Texas Tech Red Raiders (3-0, 0-0 Big 12)
Speaking of middling major-conference teams, let’s talk about Texas Tech. Coming off a 13-19 campaign, the Red Raiders lost four of their five starters and return only five total players from last year’s team. Needless to say, expectations are not high in Lubbock and Texas Tech is widely considered the worst of the ten teams remaining in the Big 12. The roster is a mess of JUCO transfers and freshman and, while the Raiders have a few newcomers to get excited about if you’re a Texas Tech fan, the fact is that their best-case scenario this year is to get to .500.
So far in 2011 Texas Tech is 3-0, but have weathered two nail-biters against Troy and North Texas. Their best player so far has been transfer Ty Nurse, who dropped 29 against Troy and is averaging 19.3 ppg. Can he do that against a big-time defense? I’m not sure we’ll find out because they probably won’t get past Indiana State.

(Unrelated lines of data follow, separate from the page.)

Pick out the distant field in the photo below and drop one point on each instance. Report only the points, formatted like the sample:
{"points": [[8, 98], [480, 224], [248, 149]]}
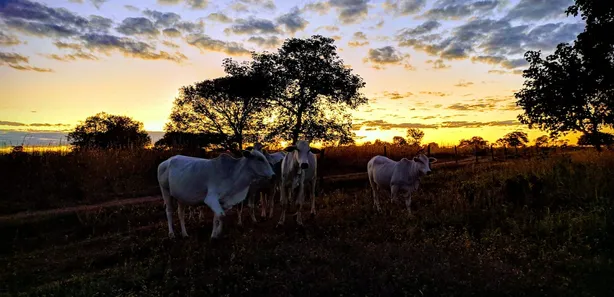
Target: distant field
{"points": [[525, 227]]}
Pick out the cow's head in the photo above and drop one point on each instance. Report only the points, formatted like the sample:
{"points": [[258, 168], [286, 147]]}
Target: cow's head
{"points": [[301, 152], [424, 163], [258, 164]]}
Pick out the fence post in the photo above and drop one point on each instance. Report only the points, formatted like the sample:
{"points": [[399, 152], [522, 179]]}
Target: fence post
{"points": [[455, 155]]}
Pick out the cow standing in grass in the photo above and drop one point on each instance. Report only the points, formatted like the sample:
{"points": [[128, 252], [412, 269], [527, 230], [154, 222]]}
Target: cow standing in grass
{"points": [[298, 172], [220, 183], [266, 188], [400, 178]]}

Indiana State Sycamores (4-0, 0-0 MVC)
Something about facing Indiana State just doesn’t feel right. The Sycamores had a gritty run through the Missouri Valley conference tournament and defied all the odds by securing the automatic bid. They have heart and the Gophers just don’t do well against teams that have heart. This is from a team that was picked to finish last in the MVC and was basically left for dead before the season even started. Now they’re picked to finish third in the always-competitive MVC and could present yet another worrisome mid-major matchup for the Gophers, who had trouble putting away both Bucknell and Fairfield already this season. Indiana State keeps games close and spreads the scoring across their entire starting lineup, which could provide problems on a neutral court where Minnesota won’t have the advantage of being on a familiar court.
Of course, on paper the Gophers have superior talent, but that doesn’t mean much in early-season holiday tournaments, especially against seasoned teams (ISU returns four of their five starters from last year). The Sycamores haven’t tested themselves yet this season, but should they find themselves facing Minnesota in the second game of the Old Spice Classic a close, contested game is not out of the question.

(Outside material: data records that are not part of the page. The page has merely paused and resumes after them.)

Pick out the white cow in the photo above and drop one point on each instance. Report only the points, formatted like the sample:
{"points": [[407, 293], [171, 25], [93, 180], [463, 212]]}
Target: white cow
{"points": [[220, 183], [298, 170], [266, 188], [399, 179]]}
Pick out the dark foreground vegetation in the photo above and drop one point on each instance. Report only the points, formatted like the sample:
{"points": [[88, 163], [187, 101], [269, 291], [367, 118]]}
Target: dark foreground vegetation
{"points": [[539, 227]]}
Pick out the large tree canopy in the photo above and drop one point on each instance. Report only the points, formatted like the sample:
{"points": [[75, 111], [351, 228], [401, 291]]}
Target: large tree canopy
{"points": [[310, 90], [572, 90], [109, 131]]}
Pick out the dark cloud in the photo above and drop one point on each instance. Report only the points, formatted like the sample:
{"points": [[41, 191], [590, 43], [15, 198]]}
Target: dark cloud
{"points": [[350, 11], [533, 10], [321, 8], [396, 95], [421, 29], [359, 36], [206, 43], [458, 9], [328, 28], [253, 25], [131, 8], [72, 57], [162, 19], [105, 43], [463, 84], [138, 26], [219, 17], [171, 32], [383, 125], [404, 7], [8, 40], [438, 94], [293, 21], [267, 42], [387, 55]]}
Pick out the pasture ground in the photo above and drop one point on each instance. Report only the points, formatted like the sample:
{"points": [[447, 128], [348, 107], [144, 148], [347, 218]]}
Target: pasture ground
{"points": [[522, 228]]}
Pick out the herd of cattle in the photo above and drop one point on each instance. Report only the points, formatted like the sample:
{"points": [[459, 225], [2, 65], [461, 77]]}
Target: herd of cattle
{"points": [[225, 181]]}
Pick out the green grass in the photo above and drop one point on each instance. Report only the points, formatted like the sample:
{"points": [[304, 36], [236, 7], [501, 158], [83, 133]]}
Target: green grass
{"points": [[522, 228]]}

Again, the Gophers appear to be, at least on paper, the most talented team in the OSC field. Of course, that means nothing at this point in the season and in college basketball in general. While the team is 4-0, Minnesota will have to play up to its potential throughout the weekend to walk away with the trophy. The homer in me would like to pick them to win it all, but the objective Minnesotan in me feels like they’ll slip up against Indiana State in the second round.